Attualità
Serra de’ Conti La Civica Pinacoteca entra nella rete della bellezza
Con “Memoria e Visione” l’agenzia Studio La Visione affiancherà il Comune in un percorso di identità, comunicazione e valorizzazione culturale
Serra de’ Conti – Il borgo entra nella rete nazionale dei progetti d’eccellenza culturale. Il Comune è tra i 26 vincitori del Bando 2026 di “Fondazione Italia Patria della Bellezza”, impegnata nel supportare progetti di valorizzazione socioculturale attraverso il coinvolgimento di società private, mettendo la comunicazione al servizio della cultura per generare impatto concreto sui territori.
Il progetto selezionato è “Memoria e Visione” , dedicato alla neonata Civica Pinacoteca e Galleria d’Arte Contemporanea di Serra de’ Conti . L’iniziativa è stata adottata da Studio La Visione, agenzia specializzata in branding culturale, che affiancherà il Comune in un percorso strutturato di valorizzazione.

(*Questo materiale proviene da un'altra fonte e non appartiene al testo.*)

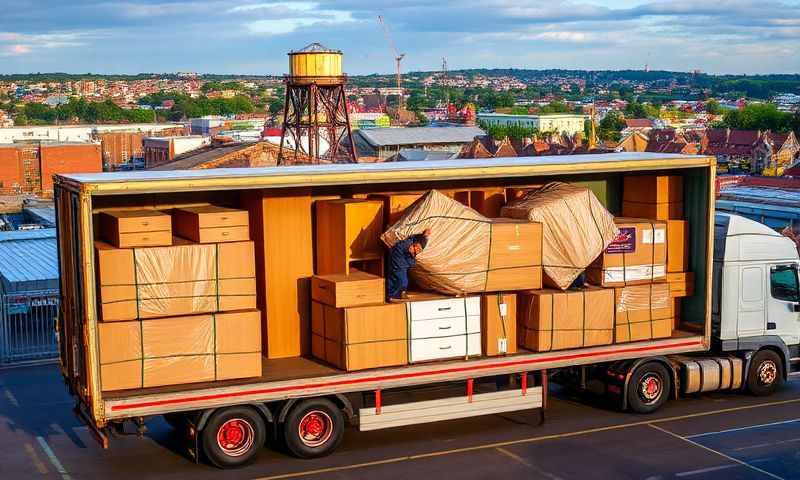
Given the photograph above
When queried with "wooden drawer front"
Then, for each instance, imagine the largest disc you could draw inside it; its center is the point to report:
(227, 218)
(445, 308)
(224, 234)
(425, 349)
(445, 327)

Il lavoro si concentrerà sulla fase fondativa della collezione comunale. Studio La Visione svilupperà un sistema di identità e branding culturale e nuovi strumenti di comunicazione digitale con un obiettivo chiaro: trasformare un patrimonio artistico già esistente in un presidio culturale riconoscibile, capace di dialogare con cittadini, scuole e turismo culturale. Un museo che nasce non solo per conservare, ma per attivare relazioni e generare partecipazione.
Il Bando 2026 ha raccolto oltre 270 candidature da tutta Italia, confermando la crescita del modello promosso dalla Fondazione. I 26 progetti vincitori sono distribuiti in 13 regioni e coprono l’intera filiera culturale: dal patrimonio storico-artistico alla divulgazione scientifica, dall’educazione all’inclusione sociale, fino alla memoria civile e alla musica nei teatri storici.

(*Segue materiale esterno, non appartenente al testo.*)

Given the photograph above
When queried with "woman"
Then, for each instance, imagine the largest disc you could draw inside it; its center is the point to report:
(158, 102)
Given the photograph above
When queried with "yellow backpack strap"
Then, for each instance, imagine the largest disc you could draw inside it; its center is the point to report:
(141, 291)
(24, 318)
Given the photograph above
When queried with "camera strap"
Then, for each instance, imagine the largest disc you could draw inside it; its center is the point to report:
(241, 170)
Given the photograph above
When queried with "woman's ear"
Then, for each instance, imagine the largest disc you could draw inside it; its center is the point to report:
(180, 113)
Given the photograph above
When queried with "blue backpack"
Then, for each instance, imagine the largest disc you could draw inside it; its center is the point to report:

Dal 2021 a oggi, Fondazione Italia Patria della Bellezza ha sostenuto 100 progetti generando oltre 6 milioni di euro di valore per i territori. Il modello delle adozioni gratuite mette in rete agenzie e professionisti della comunicazione che affiancano gratuitamente istituzioni culturali locali.

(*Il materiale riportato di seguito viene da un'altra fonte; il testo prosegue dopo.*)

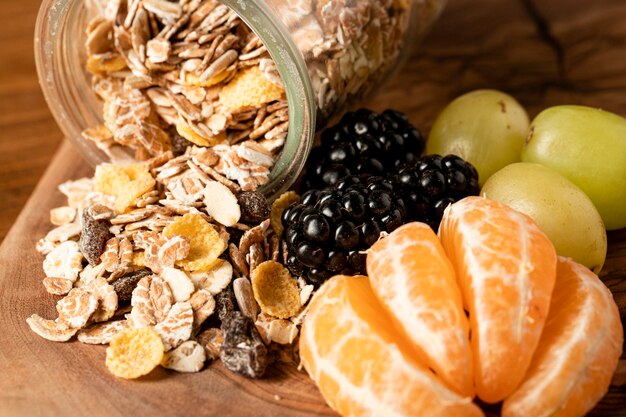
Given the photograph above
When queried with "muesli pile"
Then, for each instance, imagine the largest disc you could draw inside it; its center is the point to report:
(169, 247)
(176, 74)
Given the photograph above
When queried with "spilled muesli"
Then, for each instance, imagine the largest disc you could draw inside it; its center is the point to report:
(175, 74)
(170, 247)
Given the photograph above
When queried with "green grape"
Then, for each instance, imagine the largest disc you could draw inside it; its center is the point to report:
(560, 209)
(588, 147)
(484, 127)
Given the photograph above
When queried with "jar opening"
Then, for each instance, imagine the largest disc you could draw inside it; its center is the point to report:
(66, 77)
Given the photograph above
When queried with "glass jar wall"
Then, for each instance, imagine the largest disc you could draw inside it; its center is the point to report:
(327, 54)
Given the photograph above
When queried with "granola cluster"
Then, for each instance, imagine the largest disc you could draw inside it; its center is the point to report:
(172, 248)
(172, 74)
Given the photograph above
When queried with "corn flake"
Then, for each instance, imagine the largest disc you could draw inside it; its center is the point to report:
(275, 290)
(250, 87)
(279, 205)
(125, 183)
(205, 243)
(134, 352)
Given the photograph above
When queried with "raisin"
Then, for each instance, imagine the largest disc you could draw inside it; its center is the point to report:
(125, 285)
(94, 237)
(254, 207)
(225, 303)
(243, 350)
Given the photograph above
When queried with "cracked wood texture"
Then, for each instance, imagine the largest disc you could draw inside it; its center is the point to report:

«Questi interventi delineano una traiettoria chiara: il patrimonio culturale, se raccontato, è capace di creare relazione e partecipazione – afferma Maurizio di Robilant, Presidente della Fondazione – . Gli effetti si misurano nel tempo, nella capacità dei luoghi di generare valore economico e sociale. Il caso di Serra de’ Conti dimostra come anche un borgo, fuori dai grandi circuiti, possa potenzialmente attivare processi di crescita attraverso la comunicazione».
L’esperienza della Fondazione mostra casi concreti di trasformazione: da Horti a Pavia a Mare Culturale Urbano a Milano, fino alla Biblioteca Capitolare di Verona. Istituzioni che, grazie al lavoro sulla comunicazione, hanno ampliato programmazione, pubblico e capacità attrattiva.
Le assessore Lorenza Coppa e Marica Petrolati commentano con soddisfazione il risultato ottenuto.

«Per Serra de’ Conti l’adozione rappresenta un’occasione strategica di grande rilievo: mettere a sistema le competenze e le potenzialità della comunicazione mirata per trasformare la Pinacoteca in un punto di riferimento culturale per le Marche, accessibile e contemporaneo. Il nostro paese è uno dei pochissimi borghi marchigiani ad aver ottenuto recentemente un riconoscimento dalla Fondazione Italia Patria delle Bellezza, un risultato piuttosto raro per un centro di queste dimensioni. Questo riconoscimento rappresenta per noi un punto di partenza per veicolare le eccellenze del nostro territorio».